Monday, August 23, 2010

Bistro Coron

In Coron, you only need one place to enjoy breakfast, lunch, and dinner. This restaurant is called...




In BISTRO CORON, the food is differently delicioso, sumptuously surprising on most cases, gourmet-like plated food choices which are not available widely. Bottom-line, something that you don’t see and eat in Manila everyday, ever month, every week (unless you live in Forbes). Even if you order an ordinary bolognese spaghetti, there is still a twist. Here are some examples: 


[yummy, big hotdog schnitzel]. 


this bolognese has a deliciously strong herb taste. 

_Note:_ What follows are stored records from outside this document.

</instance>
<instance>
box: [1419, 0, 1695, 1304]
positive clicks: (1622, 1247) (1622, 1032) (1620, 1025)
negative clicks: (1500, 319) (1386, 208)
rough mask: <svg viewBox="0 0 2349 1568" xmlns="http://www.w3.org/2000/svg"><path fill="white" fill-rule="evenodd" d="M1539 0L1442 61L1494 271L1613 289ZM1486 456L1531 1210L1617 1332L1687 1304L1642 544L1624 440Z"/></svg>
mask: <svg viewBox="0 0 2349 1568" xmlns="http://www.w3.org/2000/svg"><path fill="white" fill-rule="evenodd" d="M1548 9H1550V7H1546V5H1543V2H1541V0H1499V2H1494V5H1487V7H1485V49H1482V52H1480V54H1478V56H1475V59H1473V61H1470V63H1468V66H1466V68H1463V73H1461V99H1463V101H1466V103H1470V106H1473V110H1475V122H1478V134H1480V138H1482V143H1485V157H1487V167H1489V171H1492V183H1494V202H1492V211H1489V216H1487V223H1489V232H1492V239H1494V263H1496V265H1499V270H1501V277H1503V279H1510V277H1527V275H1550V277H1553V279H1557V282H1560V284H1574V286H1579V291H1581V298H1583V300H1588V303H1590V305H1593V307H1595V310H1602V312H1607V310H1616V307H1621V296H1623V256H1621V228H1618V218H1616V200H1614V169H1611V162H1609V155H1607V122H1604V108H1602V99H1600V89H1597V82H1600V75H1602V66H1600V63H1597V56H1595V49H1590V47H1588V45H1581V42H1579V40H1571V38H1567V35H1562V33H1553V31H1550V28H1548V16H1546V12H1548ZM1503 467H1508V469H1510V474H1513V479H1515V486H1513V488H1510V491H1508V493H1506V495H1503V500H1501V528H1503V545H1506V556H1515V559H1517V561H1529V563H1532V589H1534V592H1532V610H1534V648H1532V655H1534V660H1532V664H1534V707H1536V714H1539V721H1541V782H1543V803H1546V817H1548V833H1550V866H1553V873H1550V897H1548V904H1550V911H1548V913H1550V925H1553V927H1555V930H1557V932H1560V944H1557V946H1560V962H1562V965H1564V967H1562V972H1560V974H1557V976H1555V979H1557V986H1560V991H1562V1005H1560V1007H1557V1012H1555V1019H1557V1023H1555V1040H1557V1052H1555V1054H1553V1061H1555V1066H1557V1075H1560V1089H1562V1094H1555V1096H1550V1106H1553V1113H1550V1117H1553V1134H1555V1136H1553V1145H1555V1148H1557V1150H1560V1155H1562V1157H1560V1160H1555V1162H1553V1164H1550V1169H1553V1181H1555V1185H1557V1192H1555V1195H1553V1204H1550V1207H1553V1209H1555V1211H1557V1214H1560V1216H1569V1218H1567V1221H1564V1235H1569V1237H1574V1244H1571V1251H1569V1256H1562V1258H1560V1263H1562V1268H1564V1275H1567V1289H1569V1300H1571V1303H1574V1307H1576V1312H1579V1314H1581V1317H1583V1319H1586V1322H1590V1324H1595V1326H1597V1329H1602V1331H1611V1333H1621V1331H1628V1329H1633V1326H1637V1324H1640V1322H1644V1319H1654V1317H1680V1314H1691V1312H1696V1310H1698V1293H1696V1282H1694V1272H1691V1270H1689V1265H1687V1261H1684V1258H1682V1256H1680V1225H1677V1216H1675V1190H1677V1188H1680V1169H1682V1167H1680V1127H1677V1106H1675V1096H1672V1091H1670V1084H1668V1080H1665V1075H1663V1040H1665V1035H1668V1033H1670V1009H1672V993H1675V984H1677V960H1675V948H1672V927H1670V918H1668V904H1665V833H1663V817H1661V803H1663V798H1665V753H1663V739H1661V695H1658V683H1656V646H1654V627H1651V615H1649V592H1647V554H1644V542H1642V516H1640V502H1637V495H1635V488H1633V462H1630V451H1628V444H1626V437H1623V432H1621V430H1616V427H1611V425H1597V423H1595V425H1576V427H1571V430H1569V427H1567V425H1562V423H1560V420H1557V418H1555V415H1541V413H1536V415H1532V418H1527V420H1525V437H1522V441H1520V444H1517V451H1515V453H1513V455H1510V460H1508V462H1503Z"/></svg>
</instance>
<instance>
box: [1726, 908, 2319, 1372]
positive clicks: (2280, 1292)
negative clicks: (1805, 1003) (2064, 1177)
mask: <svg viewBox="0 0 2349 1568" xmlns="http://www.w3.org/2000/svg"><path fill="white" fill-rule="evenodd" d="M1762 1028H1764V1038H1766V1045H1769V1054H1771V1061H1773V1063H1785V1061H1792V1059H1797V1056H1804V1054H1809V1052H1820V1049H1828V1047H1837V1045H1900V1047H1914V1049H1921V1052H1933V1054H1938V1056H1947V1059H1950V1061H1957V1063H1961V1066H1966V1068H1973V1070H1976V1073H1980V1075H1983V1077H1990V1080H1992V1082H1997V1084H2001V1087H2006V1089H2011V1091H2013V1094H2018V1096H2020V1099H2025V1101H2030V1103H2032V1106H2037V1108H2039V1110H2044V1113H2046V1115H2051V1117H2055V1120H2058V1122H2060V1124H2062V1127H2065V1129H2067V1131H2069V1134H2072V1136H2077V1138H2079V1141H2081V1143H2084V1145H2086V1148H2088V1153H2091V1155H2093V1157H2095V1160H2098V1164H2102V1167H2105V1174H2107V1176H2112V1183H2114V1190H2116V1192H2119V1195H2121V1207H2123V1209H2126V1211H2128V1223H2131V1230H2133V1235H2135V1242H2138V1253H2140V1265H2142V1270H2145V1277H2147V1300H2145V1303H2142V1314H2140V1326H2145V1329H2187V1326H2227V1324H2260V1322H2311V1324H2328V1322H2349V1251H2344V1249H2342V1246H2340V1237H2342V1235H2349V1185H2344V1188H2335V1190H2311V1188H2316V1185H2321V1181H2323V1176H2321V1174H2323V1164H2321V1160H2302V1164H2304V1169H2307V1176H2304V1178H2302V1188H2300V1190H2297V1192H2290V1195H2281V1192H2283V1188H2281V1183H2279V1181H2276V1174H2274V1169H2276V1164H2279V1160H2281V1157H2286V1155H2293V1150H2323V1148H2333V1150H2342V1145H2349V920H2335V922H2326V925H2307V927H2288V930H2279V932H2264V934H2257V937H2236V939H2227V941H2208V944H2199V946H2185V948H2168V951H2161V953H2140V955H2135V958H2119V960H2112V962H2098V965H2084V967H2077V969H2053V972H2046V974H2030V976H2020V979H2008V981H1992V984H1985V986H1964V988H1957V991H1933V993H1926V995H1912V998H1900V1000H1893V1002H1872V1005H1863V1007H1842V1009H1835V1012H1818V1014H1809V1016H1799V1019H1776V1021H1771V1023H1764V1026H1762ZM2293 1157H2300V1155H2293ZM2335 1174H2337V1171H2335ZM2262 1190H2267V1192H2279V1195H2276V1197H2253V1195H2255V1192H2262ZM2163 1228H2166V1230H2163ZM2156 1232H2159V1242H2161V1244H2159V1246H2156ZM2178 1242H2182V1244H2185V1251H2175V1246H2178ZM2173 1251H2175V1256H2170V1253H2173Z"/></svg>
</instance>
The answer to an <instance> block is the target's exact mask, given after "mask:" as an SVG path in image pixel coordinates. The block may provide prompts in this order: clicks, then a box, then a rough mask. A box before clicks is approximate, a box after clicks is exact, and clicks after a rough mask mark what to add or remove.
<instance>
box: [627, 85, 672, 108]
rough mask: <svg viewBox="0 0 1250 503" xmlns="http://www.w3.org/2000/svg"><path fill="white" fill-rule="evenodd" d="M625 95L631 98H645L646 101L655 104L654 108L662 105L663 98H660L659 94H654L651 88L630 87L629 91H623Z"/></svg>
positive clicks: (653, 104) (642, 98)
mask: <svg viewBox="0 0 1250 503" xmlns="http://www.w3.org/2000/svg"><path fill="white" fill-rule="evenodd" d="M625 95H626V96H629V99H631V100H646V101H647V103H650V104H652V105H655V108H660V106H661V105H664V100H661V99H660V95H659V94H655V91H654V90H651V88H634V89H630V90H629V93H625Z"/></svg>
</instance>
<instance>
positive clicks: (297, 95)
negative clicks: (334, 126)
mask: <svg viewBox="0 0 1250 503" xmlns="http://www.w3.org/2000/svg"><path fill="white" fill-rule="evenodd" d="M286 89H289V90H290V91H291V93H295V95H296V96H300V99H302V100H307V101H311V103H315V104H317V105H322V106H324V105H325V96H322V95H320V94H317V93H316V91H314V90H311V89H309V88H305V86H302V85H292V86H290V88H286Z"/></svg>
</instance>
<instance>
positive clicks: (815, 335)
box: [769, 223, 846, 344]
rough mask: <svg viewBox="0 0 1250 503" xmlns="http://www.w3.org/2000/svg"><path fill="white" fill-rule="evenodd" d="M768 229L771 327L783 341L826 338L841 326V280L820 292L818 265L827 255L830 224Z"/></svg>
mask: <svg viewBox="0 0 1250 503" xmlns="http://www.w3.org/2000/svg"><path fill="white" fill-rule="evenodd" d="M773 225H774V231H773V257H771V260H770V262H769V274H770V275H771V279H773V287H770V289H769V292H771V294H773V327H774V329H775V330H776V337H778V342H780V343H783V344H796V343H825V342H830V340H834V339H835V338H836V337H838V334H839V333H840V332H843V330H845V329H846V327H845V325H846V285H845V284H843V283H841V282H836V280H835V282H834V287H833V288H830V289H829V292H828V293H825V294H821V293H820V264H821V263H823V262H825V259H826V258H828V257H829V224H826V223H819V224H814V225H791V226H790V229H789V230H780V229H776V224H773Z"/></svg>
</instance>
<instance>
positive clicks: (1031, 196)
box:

(this pizza has raw egg put on the center. crust is also a bit soft in the center; different from restaurants in manila)


(even this pinoy fare has a delicious twist with the herb and soupy concoction added)  




A peek at the kitchen (from the small window) shows a full range of cooking armaments, giving the guests a clue of the serious food conjuring that happens inside.


(see also the full-fledged automatic fryer a la the chickenjoy machine in jollibee)

The menu is a tackily laminated print-out of a deskjet, which will probably mislead some on the “seriousness” of the meal. Bistro Coron will not serve you a plated carinderia or fast-food food. 







The menu also shows a prices a bit on the high side, but look into the other table the moment you arrive.When you see that the servings are easily good for two (e.g. the smallest pizza at 190 PhP serve 3 males), you will believe the price is well worth it.  




Another plus: you wont be able to sample everything even if you stay one week in Coron. There's just so many in the menu. We wonder how this small bistro keeps stock of all the raw materials needed everyday to have all these selections ready (although we see some note in the menu that some items need to be ordered a day ahead). 



The place is owned by Bruno, a retired anthropologist. You can see him having drinks at the bar after cooking some of the meals--probably some in the menu that still interests him, or a fare that he wants to keep consistent quality and plating of. We werent able to shake the hands of the chef because he is busy chatting with [perhaps] personal guests. 


Ah, some caveats: the pizza takes time to prepare, and the place gets full during meal hours, so be in early especially if you want pizza.


Bottomline, we'll sum it this way: To have these cuisines in Manila will cost you easily 5-fold than the price here. So each dinner or lunch is like profiting 4-fold in experience and taste. A visit to Coron is not complete without a meal in the town's famous 'Bistro.' That's for sure.